I am working on deploying the Whisper-small model using the MediaTek Neuropilot Basic SDK. I previously shared a summary of my issue, and I would like to provide more detailed information about the methods I used and the challenges I am facing.
Setup Overview
The Whisper model is split into encoder (NPU) and decoder (PyTorch CPU).
Encoder is converted: PyTorch → TFLite → DLA using the Neuropilot SDK.
Decoder remains in PyTorch (FP32), running on CPU.
The encoder output (output.bin) is passed to the decoder for transcription.
Detailed Methods Tried
Method 1 (Quantized Encoder – Not Working)
Converted whisper encoder.pt to TFLite and INT8-quantized it using calibration data.
Converted the quantized TFLite model to DLA using the --opt-aggression flag.
Ran the DLA encoder on the NPU → generated output.bin.
Dequantized the encoder output and fed it to the FP32 PyTorch decoder.
Result:
Transcription is completely incorrect (garbage text).
The encoder output does not match the FP32 reference output.
Method 2 (FP32 Encoder – Working)
Converted whisper encoder.pt to TFLite without quantization (kept FP32).
Converted this FP32 TFLite model to DLA using --relax-fp32.
Ran the DLA encoder on the NPU → generated output.bin.
Result:
The output works correctly with the PyTorch decoder.
Transcription is accurate.
However, since the decoder runs on CPU, CPU usage is higher than expected.
Key Observations
Feeding INT8 encoder output (even after dequantization) leads to wrong transcription.
FP32 encoder → accurate output → suggests the NPU pipeline is manually correct.
Questions / Clarifications Needed
A. Regarding Quantized Encoder Failure
Why does the INT8 quantized encoder output not match the FP32/TFLite output?
Is Whisper’s encoder not INT8-friendly due to GELU, attention layers, or activation ranges?
Is post-training quantization insufficient for Whisper models?
Does the NPU require channel-wise quantization, dynamic ranges, or specific layout constraints for attention-based models?
Are there known limitations in the Neuropilot SDK for transformer models with multi-head attention when quantized?
Is the opt-aggression mode safe for large sequence models like Whisper?
Could it be altering precision too aggressively?
B. Regarding FP32 Pipeline & CPU Usage
Is there any recommended method to reduce CPU usage for the PyTorch decoder?
Suggested threading settings?
Inference optimizations?
ONNX/TFLite/MDLA decoder support planned?
Does MediaTek provide any support for running decoder on NPU (even partially)?
For example:
Attention layers
Linear layers
KV caching acceleration
C. Pipeline Correctness & Best Practices
Is mixing a DLA encoder with a PyTorch decoder officially supported/recommended?
Should both encoder and decoder be converted with the SDK to ensure cross-compatibility?
How do we correctly validate that DLA encoder output matches TFLite FP32 output?
Tools?
Debug flags?
Supported tolerance ranges?
Are there any sample Whisper-like pipelines available for reference?
Summary
FP32 encoder (relax-fp32) works correctly.
INT8 encoder (opt-aggression) fails → leads to invalid decoder input.
CPU decoder leads to high CPU usage.
I would appreciate guidance on:
Why the quantized encoder fails,
How to reduce CPU usage for the decoder,
Recommended best practices for Whisper-style encoder–decoder pipelines.
I’m also trying to accelerate Whisper on Genio.

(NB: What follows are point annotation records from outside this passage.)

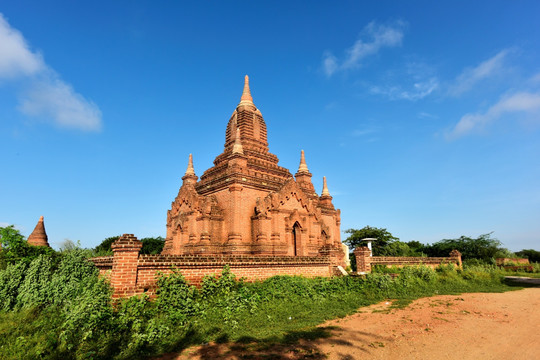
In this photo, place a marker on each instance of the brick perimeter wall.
(432, 262)
(364, 260)
(195, 267)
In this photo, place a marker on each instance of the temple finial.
(246, 98)
(303, 165)
(237, 147)
(39, 237)
(190, 170)
(325, 188)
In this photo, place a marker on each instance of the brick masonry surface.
(364, 260)
(131, 273)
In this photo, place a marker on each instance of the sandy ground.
(468, 326)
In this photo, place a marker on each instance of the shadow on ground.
(293, 345)
(521, 281)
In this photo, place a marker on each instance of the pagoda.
(246, 204)
(39, 237)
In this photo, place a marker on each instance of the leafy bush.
(176, 299)
(58, 307)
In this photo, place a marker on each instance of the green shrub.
(176, 299)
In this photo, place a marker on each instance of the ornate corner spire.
(189, 176)
(246, 98)
(237, 147)
(39, 237)
(303, 166)
(190, 170)
(325, 188)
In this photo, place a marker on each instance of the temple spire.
(325, 188)
(246, 98)
(237, 147)
(303, 165)
(189, 176)
(190, 170)
(39, 237)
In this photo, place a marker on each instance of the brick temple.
(246, 204)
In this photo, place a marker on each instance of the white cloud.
(372, 39)
(16, 59)
(46, 96)
(535, 78)
(57, 100)
(523, 102)
(418, 90)
(470, 76)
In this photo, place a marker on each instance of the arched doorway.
(296, 237)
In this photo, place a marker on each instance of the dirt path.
(468, 326)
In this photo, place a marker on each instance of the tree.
(151, 245)
(105, 247)
(484, 247)
(383, 236)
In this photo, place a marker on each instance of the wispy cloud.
(418, 90)
(523, 102)
(372, 38)
(470, 76)
(414, 81)
(46, 96)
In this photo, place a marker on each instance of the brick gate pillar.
(363, 259)
(124, 270)
(456, 255)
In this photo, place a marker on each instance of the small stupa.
(38, 237)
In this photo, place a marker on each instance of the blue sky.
(424, 116)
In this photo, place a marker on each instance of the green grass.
(280, 310)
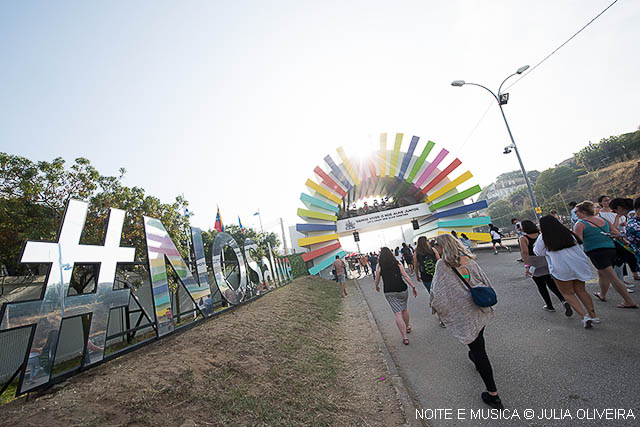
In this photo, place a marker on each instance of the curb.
(407, 402)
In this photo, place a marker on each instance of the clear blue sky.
(233, 103)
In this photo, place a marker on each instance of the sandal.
(626, 306)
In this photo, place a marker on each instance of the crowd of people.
(558, 258)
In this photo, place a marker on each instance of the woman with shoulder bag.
(455, 278)
(568, 265)
(539, 273)
(595, 233)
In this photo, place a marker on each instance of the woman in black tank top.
(543, 281)
(395, 280)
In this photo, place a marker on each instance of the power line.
(476, 126)
(531, 70)
(562, 45)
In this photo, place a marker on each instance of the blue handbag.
(483, 296)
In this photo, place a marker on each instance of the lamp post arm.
(503, 82)
(485, 88)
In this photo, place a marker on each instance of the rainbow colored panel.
(385, 173)
(319, 252)
(308, 241)
(326, 263)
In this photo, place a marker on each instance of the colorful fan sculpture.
(409, 187)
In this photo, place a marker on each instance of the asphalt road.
(542, 361)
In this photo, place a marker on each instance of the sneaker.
(473, 359)
(493, 401)
(567, 309)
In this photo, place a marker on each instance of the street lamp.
(501, 99)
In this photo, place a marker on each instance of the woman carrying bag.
(458, 286)
(538, 269)
(595, 233)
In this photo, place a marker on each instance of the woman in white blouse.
(568, 265)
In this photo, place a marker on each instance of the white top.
(609, 216)
(566, 264)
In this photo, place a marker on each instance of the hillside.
(619, 180)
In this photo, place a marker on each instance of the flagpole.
(260, 218)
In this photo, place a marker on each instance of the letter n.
(160, 250)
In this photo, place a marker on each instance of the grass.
(277, 361)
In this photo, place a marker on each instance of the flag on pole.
(218, 225)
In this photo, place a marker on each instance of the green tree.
(554, 180)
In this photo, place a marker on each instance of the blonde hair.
(587, 207)
(451, 249)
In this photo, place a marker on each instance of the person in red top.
(341, 273)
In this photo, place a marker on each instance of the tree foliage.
(33, 197)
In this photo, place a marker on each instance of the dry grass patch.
(297, 356)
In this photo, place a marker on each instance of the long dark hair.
(555, 235)
(529, 227)
(386, 259)
(423, 248)
(626, 204)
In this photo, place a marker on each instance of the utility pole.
(284, 239)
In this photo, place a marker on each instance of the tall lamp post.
(502, 99)
(260, 218)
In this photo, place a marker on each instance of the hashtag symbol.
(55, 305)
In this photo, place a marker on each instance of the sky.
(234, 103)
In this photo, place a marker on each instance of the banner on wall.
(383, 218)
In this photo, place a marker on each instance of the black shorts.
(602, 258)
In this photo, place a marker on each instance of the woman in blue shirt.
(595, 233)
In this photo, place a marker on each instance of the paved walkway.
(541, 360)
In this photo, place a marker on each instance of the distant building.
(505, 185)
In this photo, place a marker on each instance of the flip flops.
(597, 295)
(626, 306)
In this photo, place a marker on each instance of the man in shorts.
(341, 273)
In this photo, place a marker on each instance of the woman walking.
(595, 232)
(451, 300)
(626, 208)
(540, 273)
(424, 261)
(395, 289)
(568, 265)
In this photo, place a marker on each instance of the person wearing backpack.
(496, 239)
(456, 277)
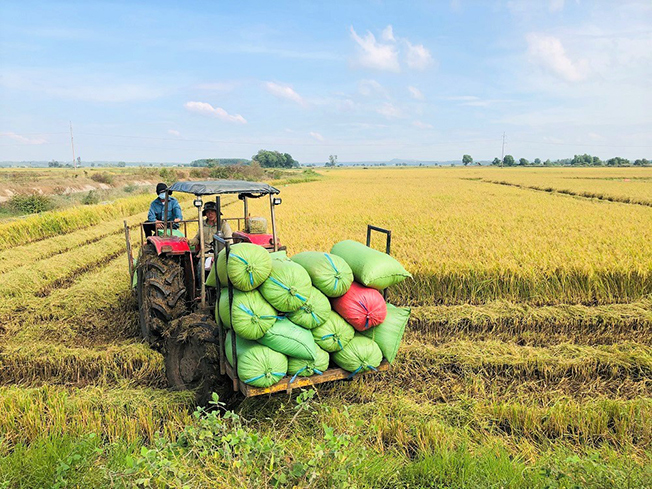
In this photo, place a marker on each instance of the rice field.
(527, 362)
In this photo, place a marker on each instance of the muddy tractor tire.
(190, 350)
(161, 293)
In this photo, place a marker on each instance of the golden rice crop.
(627, 185)
(468, 242)
(534, 330)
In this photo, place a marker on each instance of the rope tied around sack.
(248, 267)
(302, 369)
(366, 322)
(307, 307)
(291, 290)
(336, 339)
(266, 374)
(337, 272)
(360, 368)
(255, 316)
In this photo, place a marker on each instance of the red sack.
(361, 307)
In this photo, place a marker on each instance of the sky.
(364, 80)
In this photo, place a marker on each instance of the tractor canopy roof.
(213, 187)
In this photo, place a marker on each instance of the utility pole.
(72, 144)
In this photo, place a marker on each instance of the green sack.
(279, 255)
(251, 315)
(222, 307)
(287, 287)
(389, 333)
(329, 273)
(249, 265)
(290, 339)
(258, 365)
(305, 368)
(210, 280)
(334, 334)
(360, 355)
(314, 312)
(370, 267)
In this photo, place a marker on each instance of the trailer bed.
(284, 384)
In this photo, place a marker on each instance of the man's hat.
(210, 206)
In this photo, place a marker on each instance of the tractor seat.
(264, 240)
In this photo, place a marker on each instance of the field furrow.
(36, 277)
(41, 363)
(115, 413)
(34, 252)
(577, 193)
(536, 326)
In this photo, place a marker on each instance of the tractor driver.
(157, 208)
(210, 228)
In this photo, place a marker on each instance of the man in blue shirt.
(157, 208)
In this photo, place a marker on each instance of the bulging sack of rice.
(389, 333)
(334, 334)
(291, 340)
(305, 368)
(312, 313)
(370, 267)
(258, 365)
(251, 315)
(279, 255)
(361, 354)
(361, 307)
(329, 273)
(249, 266)
(287, 287)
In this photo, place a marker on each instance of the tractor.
(176, 308)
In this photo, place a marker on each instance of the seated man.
(210, 228)
(157, 208)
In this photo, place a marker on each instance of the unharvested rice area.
(625, 185)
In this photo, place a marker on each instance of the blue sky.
(177, 81)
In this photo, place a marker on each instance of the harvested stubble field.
(527, 363)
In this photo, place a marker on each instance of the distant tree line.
(577, 160)
(274, 159)
(213, 162)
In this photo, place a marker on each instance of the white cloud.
(549, 52)
(286, 92)
(207, 109)
(371, 87)
(422, 125)
(390, 111)
(416, 93)
(375, 55)
(388, 34)
(418, 57)
(462, 98)
(384, 56)
(23, 139)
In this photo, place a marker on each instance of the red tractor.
(176, 308)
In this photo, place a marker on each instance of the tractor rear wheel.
(161, 293)
(191, 356)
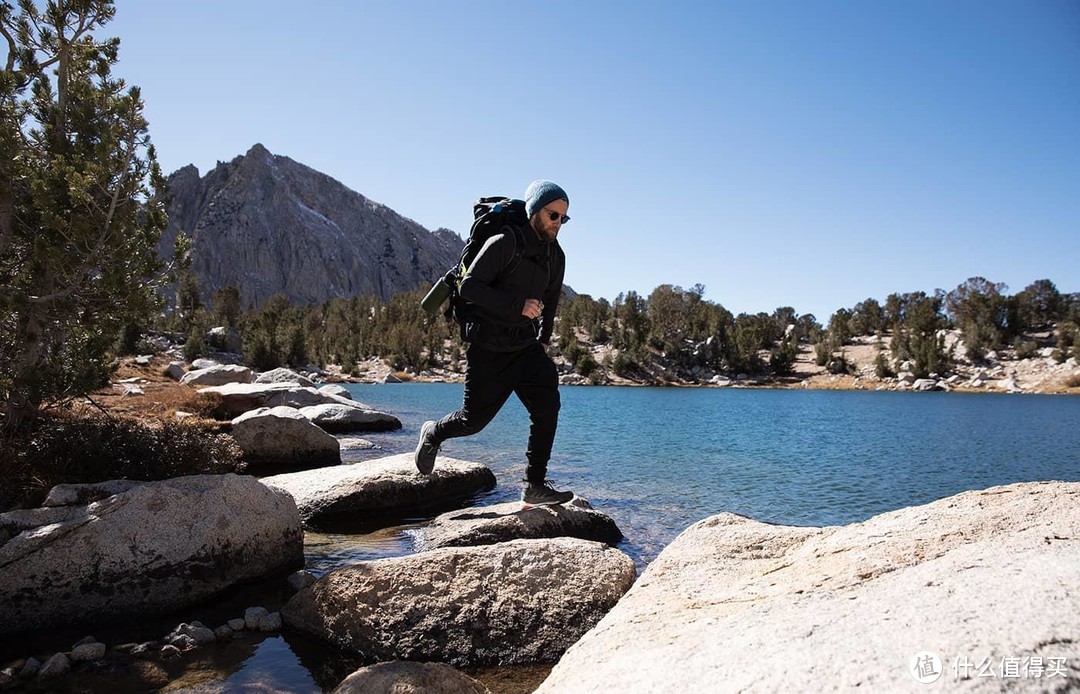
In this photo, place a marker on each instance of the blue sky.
(805, 153)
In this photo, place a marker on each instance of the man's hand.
(532, 309)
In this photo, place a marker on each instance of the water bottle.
(435, 298)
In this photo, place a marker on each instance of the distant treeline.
(673, 327)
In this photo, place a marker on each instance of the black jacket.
(499, 290)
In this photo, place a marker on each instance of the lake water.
(657, 460)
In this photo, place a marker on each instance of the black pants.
(490, 378)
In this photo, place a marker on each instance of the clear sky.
(809, 153)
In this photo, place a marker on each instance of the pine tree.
(80, 209)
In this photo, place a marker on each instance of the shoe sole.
(534, 504)
(420, 464)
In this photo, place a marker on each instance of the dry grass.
(162, 399)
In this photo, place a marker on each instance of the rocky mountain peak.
(268, 225)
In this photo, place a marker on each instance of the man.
(513, 300)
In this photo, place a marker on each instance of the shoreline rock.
(501, 522)
(151, 549)
(381, 488)
(985, 574)
(283, 437)
(515, 602)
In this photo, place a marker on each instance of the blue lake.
(658, 460)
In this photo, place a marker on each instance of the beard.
(545, 231)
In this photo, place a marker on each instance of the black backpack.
(490, 215)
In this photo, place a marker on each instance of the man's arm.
(477, 285)
(551, 296)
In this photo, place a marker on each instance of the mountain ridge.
(268, 225)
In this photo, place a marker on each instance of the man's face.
(548, 220)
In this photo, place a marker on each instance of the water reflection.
(324, 552)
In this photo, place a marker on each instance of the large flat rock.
(282, 437)
(238, 398)
(982, 580)
(382, 488)
(501, 522)
(124, 550)
(515, 602)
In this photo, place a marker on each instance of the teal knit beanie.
(541, 192)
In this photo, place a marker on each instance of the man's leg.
(538, 391)
(489, 380)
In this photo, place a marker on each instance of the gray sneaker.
(543, 494)
(426, 449)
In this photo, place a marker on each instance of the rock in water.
(515, 602)
(734, 604)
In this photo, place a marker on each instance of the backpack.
(490, 215)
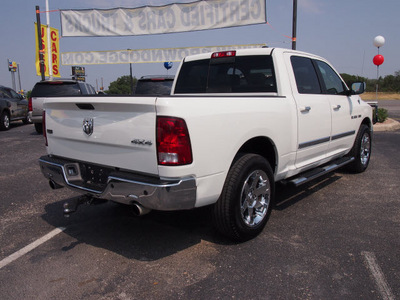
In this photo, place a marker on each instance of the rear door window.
(333, 84)
(306, 77)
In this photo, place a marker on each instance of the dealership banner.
(55, 51)
(142, 55)
(176, 17)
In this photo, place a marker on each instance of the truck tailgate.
(122, 133)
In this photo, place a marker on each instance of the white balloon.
(379, 41)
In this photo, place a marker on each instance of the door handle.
(305, 108)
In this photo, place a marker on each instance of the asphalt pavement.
(335, 238)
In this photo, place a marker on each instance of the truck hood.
(110, 131)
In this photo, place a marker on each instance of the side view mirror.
(358, 88)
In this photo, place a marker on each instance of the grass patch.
(381, 96)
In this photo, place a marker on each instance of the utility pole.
(294, 25)
(19, 78)
(39, 32)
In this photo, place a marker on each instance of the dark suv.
(13, 107)
(54, 88)
(154, 85)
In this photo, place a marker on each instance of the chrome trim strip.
(313, 143)
(341, 135)
(326, 139)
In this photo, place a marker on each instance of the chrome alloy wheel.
(255, 198)
(365, 149)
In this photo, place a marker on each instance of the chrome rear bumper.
(122, 187)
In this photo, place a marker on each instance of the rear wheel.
(39, 128)
(361, 150)
(4, 121)
(246, 200)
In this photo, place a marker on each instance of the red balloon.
(378, 60)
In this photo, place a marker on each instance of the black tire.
(39, 128)
(4, 121)
(361, 150)
(249, 179)
(27, 120)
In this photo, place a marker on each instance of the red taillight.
(223, 54)
(173, 142)
(30, 104)
(44, 127)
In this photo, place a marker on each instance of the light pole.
(130, 72)
(294, 25)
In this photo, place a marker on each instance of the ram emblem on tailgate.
(88, 124)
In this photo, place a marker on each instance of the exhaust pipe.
(54, 185)
(139, 210)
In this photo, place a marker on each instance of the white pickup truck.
(236, 123)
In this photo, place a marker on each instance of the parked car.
(13, 107)
(54, 88)
(154, 85)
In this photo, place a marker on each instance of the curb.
(388, 125)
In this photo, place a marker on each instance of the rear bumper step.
(318, 172)
(123, 187)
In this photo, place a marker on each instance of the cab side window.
(333, 83)
(306, 77)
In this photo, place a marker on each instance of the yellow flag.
(55, 51)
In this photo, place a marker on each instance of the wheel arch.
(263, 146)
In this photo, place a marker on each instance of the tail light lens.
(44, 127)
(30, 104)
(173, 142)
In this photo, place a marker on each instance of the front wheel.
(361, 150)
(245, 204)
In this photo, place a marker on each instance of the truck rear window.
(56, 89)
(154, 86)
(239, 74)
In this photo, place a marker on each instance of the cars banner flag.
(55, 51)
(176, 17)
(142, 55)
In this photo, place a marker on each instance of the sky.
(342, 31)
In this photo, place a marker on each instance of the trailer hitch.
(72, 205)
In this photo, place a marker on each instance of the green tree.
(121, 86)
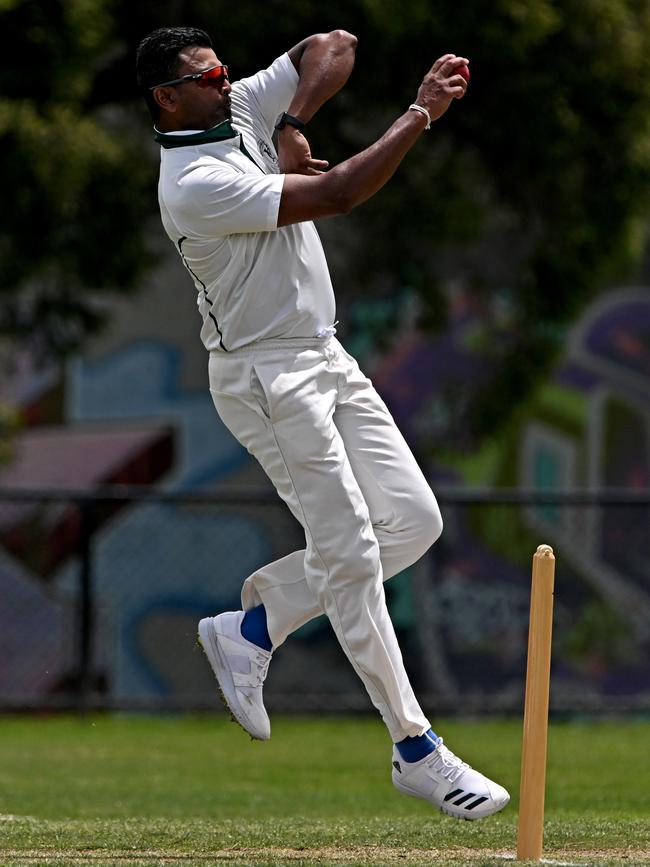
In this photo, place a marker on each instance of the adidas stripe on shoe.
(449, 784)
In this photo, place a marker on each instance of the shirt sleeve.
(265, 95)
(216, 200)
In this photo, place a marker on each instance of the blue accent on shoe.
(414, 749)
(253, 628)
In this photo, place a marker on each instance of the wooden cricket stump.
(538, 672)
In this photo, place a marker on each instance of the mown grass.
(141, 790)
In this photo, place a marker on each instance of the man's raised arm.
(324, 62)
(352, 182)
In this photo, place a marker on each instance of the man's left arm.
(324, 62)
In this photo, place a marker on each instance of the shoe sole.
(226, 686)
(444, 808)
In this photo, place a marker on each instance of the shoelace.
(446, 763)
(263, 663)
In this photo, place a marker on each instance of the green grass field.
(125, 790)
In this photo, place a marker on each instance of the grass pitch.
(195, 791)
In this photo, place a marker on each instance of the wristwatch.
(290, 120)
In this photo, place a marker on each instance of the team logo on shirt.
(266, 150)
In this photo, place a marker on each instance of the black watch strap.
(290, 120)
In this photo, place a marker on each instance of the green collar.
(220, 132)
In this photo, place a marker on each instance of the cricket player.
(239, 212)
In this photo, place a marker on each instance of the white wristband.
(422, 110)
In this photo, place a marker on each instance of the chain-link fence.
(100, 597)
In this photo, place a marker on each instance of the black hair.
(156, 59)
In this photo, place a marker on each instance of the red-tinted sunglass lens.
(215, 76)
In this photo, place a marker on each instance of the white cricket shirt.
(219, 195)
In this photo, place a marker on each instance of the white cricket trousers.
(326, 440)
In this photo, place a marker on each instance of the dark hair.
(156, 59)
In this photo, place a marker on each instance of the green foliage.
(75, 179)
(532, 193)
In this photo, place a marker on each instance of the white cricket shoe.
(240, 668)
(449, 784)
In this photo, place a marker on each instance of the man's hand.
(441, 84)
(294, 154)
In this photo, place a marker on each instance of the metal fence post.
(86, 613)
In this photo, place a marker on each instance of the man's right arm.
(360, 177)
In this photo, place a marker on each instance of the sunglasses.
(215, 76)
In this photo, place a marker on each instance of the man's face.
(192, 105)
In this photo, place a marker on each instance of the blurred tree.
(73, 175)
(531, 194)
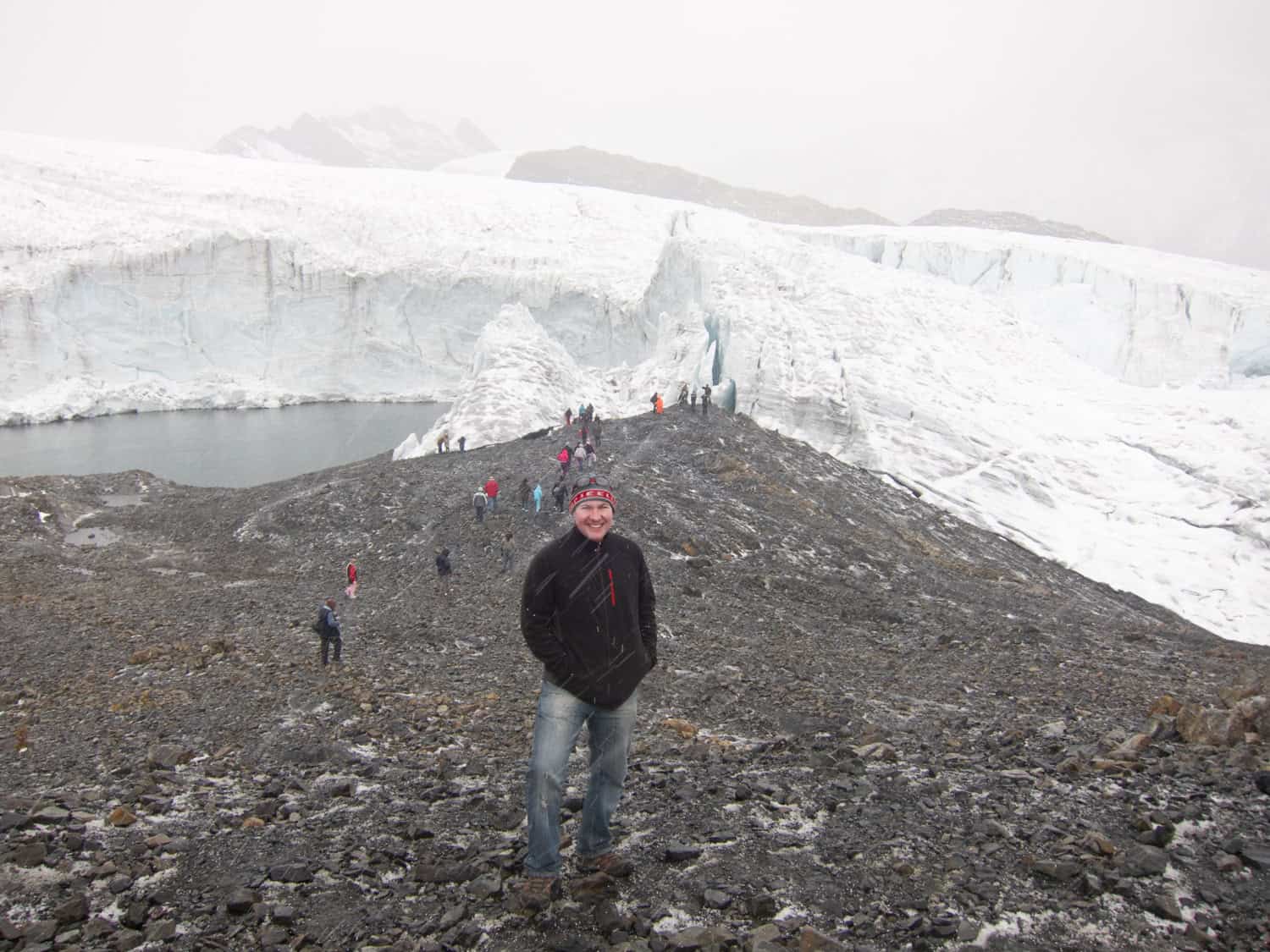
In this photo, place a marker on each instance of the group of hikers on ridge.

With Yocto v25.1 including ONNX Runtime + NeuronExecutionProvider, is the recommended path to export Whisper (encoder-only or full pipeline) to ONNX and run it via ONNX Runtime/Neuron EP, rather than using the offline TFLite → DLA flow?
Yes, I’m also exploring different acceleration paths for Whisper on Genio. If you’re considering the ONNX Runtime + NeuronExecutionProvider route from Yocto v25.1, that sounds very interesting.
If possible, could you please share a bit more detail on:
Whether you’re exporting only the encoder or the full Whisper pipeline to ONNX
Which opset version you’re using
Any model modifications needed before export.
Whether you observed better stability compared to the offline TFLite → DLA flow
I’d really appreciate any insights on the conversion and runtime setup steps you’re following.